Спору нет: проверка знания фактов необходима, в том числе и в форме тестов. Но, во-первых, на неё нельзя делать ставку, а во-вторых, такая проверка имеет смысл лишь тогда, когда мы уверены, что, давая, например, ответ «Жуков» или «Конев», «Черчилль» или «Трумэн», «1380» или «1812» год и т. д., ученик понимает, о ком и о чём идёт речь, что было сделано названными им людьми или что в действительности происходило в названные им годы, — а вот этого тесты как раз и не выявляют.

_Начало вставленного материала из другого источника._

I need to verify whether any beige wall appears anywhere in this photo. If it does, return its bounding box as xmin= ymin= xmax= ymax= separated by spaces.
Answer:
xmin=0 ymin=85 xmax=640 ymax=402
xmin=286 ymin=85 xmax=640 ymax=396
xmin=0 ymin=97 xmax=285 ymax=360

Имеются в тестах и вопросы не «на знание», а, так сказать, «на понимание». (Один из таких вопросов как раз и вызвал возмущение Президента.) Но предлагаемые в них односложные варианты ответов — разного рода «причин» и «предпосылок», «значений» и «последствий» также ничего не дают для проверки истинных знаний учащихся. Подобные вопросы требуют вдумчивости, разбора разных точек зрения и притом никогда не имеют однозначных решений. И получается, что чем умнее ученик, чем лучше он разбирается в истории, тем труднее ему выбрать какое-нибудь одно или даже несколько предлагаемых решений. Он, может быть, и готов был бы подумать над тем, о чём идёт речь, — но этого как раз от него не требуется, это противоречит сути тестов. А значит, и здесь тесты отнюдь не выявляют знания ученика и понимание им исторического процесса, но способствуют обратному — восприятию истории как набора, с одной стороны, отрывочных, не связанных между собой фактов, а с другой — неких готовых штампов и шаблонов. Следствие всё то же — обессмысливание самого процесса обучения, деградация исторического сознания — и, боюсь, не только учеников, но и самих учителей, вынужденных приспосабливаться к навязываемым им требованиям.
Чиновник от образования — такой же чиновник, как и в любой другой сфере. Мнение общественности редко интересует его. О тестах по истории и другим гуманитарным дисциплинам говорено и переговорено достаточно. Всё, что написано здесь, — отнюдь не новость для учителя. Однако, несмотря на всеобщее возмущение, ЕГЭ торжествует, а вместе с ним торжествуют и тесты как форма проверки знаний — и кажется, что поделать с этим ничего нельзя. Но вот взгляд на ЕГЭ бросил Президент — и, как человек здравомыслящий, пришёл в ужас. Это обнадёживает. Любой жест носителя высшей власти в государстве, одна его нахмуренная бровь, один только намёк на недовольство воспринимаются чиновником как сигнал к немедленному действию — а тут публичный разнос, зачитывание вслух очевидной нелепицы. Так, может, есть смысл надеяться на то, что дискуссия по поводу ЕГЭ всё-таки возобновится? Что «оценка качества всех издаваемых в России пособий по единому государственному экзамену», о которой объявило Министерство образования, выявит некачественность самого подхода к тестам как к главному инструменту проверки знаний учащихся? Что здравый смысл возобладает? Что обессмысливанию процесса обучения истории в школе, деградации исторического сознания в обществе будет положен конец? Или это опять — всего лишь пустые мечтания далёкого от действительности человека?